Cette méthode dans Thunderhawk donne une finesse d’inclinaison très convaincante même si ce type d’astuce est limité à des rotations faibles de 10 ou 20 degrés.
Et puisque l’intégralité de la scène de jeu est incluse dans un unique layer, ça permet d’appliquer l’effet de tangage sur tous les éléments, même les “sprites” tel que les arbres par exemple. Ce qui n’est pas possible sur un jeu Megadrive standard ou l’effet s'applique uniquement sur des plans de background.
Dernière chose amusante sur cet effet. La réactivité (input lag) de l’effet de tangage dans Thunderhawk est meilleure que le reste de la scène car cet effet n’attend pas la prochaine image en construction. Il est appliqué dès la prochaine image transférée dans la Megadrive puisque c’est une astuce de transfert.
La version Mega-CD de The Secret of Monkey Island nous fait la gratitude d’une bizarrerie qui ressemble plus à un bug qu'à un choix assumé tant ça semble absurde.
En effet, le jeu active par défaut le mode “shadow” de la Megadrive. C’est un mode qui, à l'inverse du mode “highlight”, permet plus de nuances dans les teintes sombres mais en divisant la luminosité de la palette par 2. Pour simplifié, on ne peut plus afficher de blanc, juste 50 nuance de gris...
Ça rend le jeu anormalement sombre (vraiment). Heureusement il existe un hack qui désactive le mode shadow pour utiliser le mode d’affichage normal. Je vous ai fait un comparatif.
Comparaison entre la version Mega-CD originale et le hack
Et ne me dites pas que c’est pour s’adapter au contexte nocturne. Dans ce comparatif j’ai pris le début du jeu mais c’est pareille tout le long, même en plein jour sur la plage (ou tout simplement en intérieur comme la salle du bar dans laquelle on ne voit rien).
Ca vous semble trop gros pour être une erreur? Et bien, ce genre d’erreur est plus courante que vous ne le pensez.
Par exemple, dans Back to the Futur 3 sur Megadrive on a un problème similaire.
Back to the Futur 3
On constate à nouveau une luminosité divisée par 2 mais pour des raisons un peu différentes de Monkey Island.

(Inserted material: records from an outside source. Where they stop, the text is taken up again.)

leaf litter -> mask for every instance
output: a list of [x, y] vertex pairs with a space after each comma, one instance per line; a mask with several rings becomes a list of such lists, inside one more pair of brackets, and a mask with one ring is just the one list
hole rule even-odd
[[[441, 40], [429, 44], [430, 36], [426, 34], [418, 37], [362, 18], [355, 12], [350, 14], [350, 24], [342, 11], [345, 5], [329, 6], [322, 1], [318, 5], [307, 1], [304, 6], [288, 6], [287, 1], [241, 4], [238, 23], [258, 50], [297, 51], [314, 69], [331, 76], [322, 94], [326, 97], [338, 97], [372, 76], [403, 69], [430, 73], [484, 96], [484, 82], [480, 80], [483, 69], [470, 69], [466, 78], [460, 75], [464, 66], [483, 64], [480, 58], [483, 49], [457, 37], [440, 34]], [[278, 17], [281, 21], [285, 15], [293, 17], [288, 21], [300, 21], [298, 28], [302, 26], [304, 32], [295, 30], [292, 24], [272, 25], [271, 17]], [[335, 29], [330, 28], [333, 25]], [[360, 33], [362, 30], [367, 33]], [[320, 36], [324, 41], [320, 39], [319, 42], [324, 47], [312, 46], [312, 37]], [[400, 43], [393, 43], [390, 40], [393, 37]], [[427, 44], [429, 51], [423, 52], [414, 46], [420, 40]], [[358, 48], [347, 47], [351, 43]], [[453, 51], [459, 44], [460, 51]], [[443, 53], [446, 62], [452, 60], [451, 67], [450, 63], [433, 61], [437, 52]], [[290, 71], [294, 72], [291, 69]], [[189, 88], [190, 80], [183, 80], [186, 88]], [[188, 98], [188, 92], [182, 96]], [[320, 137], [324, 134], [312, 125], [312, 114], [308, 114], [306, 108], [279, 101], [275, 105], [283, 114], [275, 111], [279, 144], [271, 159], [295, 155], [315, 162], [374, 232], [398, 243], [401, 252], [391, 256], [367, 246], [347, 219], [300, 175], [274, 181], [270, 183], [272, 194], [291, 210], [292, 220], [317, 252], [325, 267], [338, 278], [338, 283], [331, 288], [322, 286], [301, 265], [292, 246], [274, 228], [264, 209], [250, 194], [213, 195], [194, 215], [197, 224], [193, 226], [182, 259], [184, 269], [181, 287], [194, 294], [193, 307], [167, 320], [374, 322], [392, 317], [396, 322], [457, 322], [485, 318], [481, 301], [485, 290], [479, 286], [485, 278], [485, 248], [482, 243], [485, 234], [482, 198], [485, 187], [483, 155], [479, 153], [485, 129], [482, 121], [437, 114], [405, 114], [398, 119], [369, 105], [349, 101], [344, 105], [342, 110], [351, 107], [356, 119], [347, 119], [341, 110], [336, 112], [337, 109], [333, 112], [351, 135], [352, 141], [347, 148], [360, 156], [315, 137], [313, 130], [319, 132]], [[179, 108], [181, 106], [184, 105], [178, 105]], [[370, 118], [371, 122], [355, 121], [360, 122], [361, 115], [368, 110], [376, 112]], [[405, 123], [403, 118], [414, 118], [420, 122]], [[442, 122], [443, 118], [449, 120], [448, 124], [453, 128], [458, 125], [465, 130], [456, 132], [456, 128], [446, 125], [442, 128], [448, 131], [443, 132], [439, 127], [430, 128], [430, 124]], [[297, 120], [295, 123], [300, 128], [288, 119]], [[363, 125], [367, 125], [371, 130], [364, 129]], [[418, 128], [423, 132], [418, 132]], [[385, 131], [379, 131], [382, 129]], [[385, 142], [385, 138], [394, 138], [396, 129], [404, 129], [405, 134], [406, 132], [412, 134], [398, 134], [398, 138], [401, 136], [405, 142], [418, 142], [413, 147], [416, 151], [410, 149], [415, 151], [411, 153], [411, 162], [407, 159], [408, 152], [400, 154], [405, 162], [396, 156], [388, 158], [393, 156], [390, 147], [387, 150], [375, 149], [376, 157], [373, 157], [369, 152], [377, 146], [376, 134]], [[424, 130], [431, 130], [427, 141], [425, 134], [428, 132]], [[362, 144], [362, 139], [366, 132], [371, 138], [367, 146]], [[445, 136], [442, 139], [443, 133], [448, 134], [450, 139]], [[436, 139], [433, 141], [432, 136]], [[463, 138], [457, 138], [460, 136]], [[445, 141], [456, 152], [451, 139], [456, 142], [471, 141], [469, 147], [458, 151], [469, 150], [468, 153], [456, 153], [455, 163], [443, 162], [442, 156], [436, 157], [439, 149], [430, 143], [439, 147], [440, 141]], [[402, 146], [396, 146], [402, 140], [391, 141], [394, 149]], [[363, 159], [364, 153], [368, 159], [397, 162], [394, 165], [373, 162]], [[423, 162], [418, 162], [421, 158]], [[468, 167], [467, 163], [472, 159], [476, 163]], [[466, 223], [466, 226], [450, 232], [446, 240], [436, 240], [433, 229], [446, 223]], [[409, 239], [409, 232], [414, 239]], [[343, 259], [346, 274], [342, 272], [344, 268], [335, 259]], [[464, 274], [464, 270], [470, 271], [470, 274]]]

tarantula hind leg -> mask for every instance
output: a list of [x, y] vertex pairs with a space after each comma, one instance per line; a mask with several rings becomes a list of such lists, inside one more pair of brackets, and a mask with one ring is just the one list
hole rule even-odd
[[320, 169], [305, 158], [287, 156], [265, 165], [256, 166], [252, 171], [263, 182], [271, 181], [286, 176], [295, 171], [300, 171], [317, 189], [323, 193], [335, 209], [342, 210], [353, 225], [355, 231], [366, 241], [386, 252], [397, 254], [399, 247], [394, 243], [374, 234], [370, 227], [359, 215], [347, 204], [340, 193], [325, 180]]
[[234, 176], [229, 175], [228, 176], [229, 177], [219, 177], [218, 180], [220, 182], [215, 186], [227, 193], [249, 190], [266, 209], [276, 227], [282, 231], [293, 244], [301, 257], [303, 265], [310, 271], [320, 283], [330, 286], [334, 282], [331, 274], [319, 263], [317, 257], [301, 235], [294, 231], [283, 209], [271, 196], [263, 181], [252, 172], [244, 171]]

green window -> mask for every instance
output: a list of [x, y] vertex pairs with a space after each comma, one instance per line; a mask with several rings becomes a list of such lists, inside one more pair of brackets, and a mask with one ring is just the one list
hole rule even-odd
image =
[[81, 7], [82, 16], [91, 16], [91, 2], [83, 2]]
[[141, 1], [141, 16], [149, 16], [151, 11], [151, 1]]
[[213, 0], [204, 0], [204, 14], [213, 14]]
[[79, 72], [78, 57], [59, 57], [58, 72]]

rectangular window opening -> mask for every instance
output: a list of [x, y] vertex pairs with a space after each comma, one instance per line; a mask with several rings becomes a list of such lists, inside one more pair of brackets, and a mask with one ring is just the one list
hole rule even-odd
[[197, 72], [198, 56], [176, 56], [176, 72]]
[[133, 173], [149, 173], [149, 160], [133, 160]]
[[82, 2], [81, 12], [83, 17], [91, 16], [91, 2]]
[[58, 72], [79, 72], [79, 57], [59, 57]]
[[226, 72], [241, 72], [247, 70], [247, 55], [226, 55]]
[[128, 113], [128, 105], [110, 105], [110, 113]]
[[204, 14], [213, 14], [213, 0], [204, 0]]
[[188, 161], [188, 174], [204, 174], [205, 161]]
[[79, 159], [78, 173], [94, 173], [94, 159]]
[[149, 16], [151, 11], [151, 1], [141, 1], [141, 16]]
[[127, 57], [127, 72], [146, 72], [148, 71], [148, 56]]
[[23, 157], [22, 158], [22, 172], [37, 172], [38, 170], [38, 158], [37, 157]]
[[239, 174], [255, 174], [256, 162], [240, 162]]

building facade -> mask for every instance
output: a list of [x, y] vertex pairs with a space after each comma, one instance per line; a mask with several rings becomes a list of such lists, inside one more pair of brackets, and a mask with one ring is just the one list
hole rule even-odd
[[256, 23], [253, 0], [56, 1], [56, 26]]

Ici c’est une erreur de conversion des palettes.
La Megadrive utilise un format RGB 9 bit encapsulé dans un mot 16 bit d’une façon un peu particulière: xxxx BBBx GGGx RRRx (car les bits de poids faibles sont utilisés par les modes shadow/highlight). Mais dans Back to the Futur 3, ils ont mal converti les couleurs en utilisant ce format: xxxx xBBB xGGG xRRR.
Ainsi, en ayant tout décalé d’un bit vers la droite, ils ont divisé par 2 la luminosité.

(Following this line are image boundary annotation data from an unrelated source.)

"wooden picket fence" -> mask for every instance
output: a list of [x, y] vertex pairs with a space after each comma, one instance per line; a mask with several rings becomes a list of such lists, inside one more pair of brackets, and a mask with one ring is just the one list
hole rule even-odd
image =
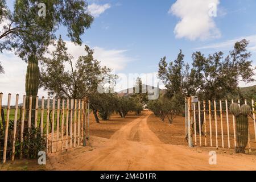
[[[234, 100], [221, 100], [218, 102], [203, 101], [192, 103], [191, 99], [186, 100], [186, 134], [192, 136], [194, 146], [220, 147], [223, 148], [236, 148], [237, 139], [236, 135], [236, 119], [229, 111]], [[256, 149], [256, 121], [254, 114], [254, 101], [247, 102], [246, 100], [242, 103], [252, 107], [252, 114], [249, 117], [249, 141], [247, 149], [249, 152]], [[188, 123], [190, 122], [190, 126]], [[195, 125], [195, 123], [197, 124]], [[189, 131], [190, 127], [190, 131]]]
[[[3, 152], [1, 160], [3, 163], [6, 163], [6, 153], [8, 150], [11, 151], [11, 160], [13, 161], [15, 159], [19, 110], [20, 111], [19, 122], [21, 122], [21, 124], [19, 125], [20, 127], [19, 129], [19, 131], [20, 131], [20, 138], [19, 138], [21, 143], [20, 147], [23, 142], [24, 125], [28, 126], [28, 129], [31, 128], [31, 117], [33, 111], [35, 112], [34, 126], [35, 128], [40, 127], [41, 136], [46, 136], [45, 152], [46, 154], [62, 151], [64, 150], [67, 150], [70, 148], [76, 147], [83, 144], [84, 145], [85, 140], [89, 139], [89, 114], [90, 113], [89, 100], [85, 98], [60, 100], [55, 98], [52, 99], [48, 98], [45, 100], [43, 97], [40, 100], [41, 106], [39, 106], [39, 99], [37, 97], [35, 108], [32, 108], [32, 97], [29, 96], [29, 106], [27, 107], [26, 97], [26, 96], [23, 96], [22, 106], [19, 106], [19, 95], [16, 94], [15, 107], [13, 107], [11, 106], [11, 94], [9, 94], [7, 105], [5, 106], [2, 103], [3, 94], [0, 93], [0, 111], [1, 111], [0, 121], [2, 119], [2, 123], [5, 123], [5, 127], [2, 127], [3, 126], [1, 126], [0, 122], [0, 129], [2, 127], [4, 129], [4, 139], [2, 139], [4, 141], [3, 148], [0, 148], [0, 152]], [[12, 107], [14, 108], [12, 109]], [[4, 122], [2, 121], [3, 116], [1, 115], [3, 109], [5, 109], [6, 112], [6, 119], [5, 119]], [[8, 148], [7, 143], [10, 142], [8, 140], [9, 132], [10, 132], [9, 121], [10, 112], [12, 110], [14, 110], [13, 130], [11, 131], [12, 133], [13, 132], [13, 134], [12, 133], [13, 139], [13, 141], [11, 141], [11, 147]], [[46, 117], [44, 115], [46, 113]], [[51, 126], [51, 131], [49, 130], [49, 125]], [[1, 141], [0, 140], [0, 143]], [[0, 146], [2, 146], [0, 145]], [[22, 158], [22, 151], [20, 154], [19, 158]]]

Il ne faut jamais sous-estimer à quel point certains jeux étaient produits dans la précipitation à cette époque. Et puis il suffit de pousser la luminosité du moniteur pour que le développeur n’y voit aucun problème.

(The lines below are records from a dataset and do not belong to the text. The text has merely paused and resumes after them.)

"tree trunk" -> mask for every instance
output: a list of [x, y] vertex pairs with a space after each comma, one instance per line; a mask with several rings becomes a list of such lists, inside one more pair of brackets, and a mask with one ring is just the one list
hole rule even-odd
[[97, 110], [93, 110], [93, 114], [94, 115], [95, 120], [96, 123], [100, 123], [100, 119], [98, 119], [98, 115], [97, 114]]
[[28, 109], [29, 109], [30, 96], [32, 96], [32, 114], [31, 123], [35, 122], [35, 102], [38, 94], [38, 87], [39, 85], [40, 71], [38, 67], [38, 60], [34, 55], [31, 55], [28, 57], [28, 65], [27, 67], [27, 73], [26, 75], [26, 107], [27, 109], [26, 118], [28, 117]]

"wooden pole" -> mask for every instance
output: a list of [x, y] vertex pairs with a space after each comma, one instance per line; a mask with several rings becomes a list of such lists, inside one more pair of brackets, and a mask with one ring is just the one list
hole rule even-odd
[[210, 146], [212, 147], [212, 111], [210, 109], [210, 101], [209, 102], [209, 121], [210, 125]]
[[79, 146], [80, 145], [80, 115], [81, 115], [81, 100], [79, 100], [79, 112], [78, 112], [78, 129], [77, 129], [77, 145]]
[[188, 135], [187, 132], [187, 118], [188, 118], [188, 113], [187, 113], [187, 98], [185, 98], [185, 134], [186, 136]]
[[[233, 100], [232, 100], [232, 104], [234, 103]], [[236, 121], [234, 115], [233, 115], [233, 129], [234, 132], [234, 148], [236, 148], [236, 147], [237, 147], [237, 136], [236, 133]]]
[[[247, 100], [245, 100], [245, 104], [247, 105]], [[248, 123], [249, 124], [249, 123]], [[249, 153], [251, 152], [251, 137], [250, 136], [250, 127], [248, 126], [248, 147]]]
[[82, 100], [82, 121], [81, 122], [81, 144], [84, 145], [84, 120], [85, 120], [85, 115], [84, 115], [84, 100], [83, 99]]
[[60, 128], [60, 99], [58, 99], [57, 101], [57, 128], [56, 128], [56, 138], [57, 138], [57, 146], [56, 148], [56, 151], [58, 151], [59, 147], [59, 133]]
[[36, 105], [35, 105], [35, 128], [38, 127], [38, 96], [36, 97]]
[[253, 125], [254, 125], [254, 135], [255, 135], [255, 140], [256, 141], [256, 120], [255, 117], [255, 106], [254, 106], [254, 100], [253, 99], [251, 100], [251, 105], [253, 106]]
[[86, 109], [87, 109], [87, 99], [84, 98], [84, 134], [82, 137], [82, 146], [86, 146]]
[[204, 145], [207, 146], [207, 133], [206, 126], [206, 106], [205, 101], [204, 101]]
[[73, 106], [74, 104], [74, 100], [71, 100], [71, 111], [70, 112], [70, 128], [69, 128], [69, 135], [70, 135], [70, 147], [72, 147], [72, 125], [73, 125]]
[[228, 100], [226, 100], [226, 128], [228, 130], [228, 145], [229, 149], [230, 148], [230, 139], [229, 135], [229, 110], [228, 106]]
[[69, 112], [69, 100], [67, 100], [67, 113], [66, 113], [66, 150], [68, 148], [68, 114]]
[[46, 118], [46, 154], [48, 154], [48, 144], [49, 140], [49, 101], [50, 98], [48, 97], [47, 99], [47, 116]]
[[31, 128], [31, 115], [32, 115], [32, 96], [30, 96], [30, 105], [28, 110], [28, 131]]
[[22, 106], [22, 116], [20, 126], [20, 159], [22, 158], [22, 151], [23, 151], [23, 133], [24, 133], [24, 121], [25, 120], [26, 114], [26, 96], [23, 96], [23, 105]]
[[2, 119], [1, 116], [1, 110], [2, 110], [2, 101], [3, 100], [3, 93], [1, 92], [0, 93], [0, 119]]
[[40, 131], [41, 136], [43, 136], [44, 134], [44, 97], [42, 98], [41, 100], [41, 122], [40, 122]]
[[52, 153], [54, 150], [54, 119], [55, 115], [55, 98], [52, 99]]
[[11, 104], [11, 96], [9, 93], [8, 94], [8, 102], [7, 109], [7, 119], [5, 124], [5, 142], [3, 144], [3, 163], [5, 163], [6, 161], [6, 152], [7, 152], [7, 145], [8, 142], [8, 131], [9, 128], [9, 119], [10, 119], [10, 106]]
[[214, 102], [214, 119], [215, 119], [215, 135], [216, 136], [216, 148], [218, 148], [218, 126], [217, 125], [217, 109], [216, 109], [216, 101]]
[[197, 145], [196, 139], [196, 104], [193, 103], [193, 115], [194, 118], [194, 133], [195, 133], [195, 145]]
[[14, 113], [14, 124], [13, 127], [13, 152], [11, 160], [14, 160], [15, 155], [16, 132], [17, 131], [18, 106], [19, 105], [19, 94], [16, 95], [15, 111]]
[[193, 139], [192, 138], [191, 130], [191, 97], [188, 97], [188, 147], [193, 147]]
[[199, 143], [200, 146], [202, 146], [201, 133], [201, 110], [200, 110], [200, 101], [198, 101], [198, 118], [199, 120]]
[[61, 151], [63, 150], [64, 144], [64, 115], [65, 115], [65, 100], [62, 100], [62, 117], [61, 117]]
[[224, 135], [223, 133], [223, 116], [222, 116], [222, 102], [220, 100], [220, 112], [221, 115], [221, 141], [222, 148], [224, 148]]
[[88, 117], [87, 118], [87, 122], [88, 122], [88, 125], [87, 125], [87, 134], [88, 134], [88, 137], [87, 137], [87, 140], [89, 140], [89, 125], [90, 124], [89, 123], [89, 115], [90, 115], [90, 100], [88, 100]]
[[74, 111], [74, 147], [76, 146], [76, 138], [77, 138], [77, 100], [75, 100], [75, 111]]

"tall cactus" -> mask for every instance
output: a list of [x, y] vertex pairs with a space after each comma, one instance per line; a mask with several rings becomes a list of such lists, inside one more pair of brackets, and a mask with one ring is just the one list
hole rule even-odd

J’ai aussi constaté ce genre d’erreur de conversion de palette sur le Space Harrier Game Gear (pour rester encore une fois chez Sega).
Le jeu est un vulgaire ROM hack du Space Harrier Master System ce qui nécessite une conversion de palette pour passer du RGB 6 bit de la Master System aux RGB 12 bit de la Game Gear. Et là aussi il y a eu une petite erreur de conversion mais moins grave. Au lieu d’une baisse de luminosité de -50% tel les 2 cas précédents, on a cette fois un “modeste” -20%. Mais sur un jeu console portable, où l’autonomie est en partie indexé à la luminosité de l’image, c'est presque plus condamnable encore.
Comparaison Space Harrier Game Gear et Master System
Il faut bien comprendre qu'assombrir les valeurs RGB sur un écran LCD ne réduit pas la consommation (contrairement à de l’OLED). C’est le backlight de l’écran LCD qui fait la consommation et à cette époque il a une intensité fixe, peu importe que t’affiches du blanc ou du noir.
Donc un simple petit patch de correction de la ROM du jeu permet alors de gagner +25% de luminosité sans augmenter la consommation de pile.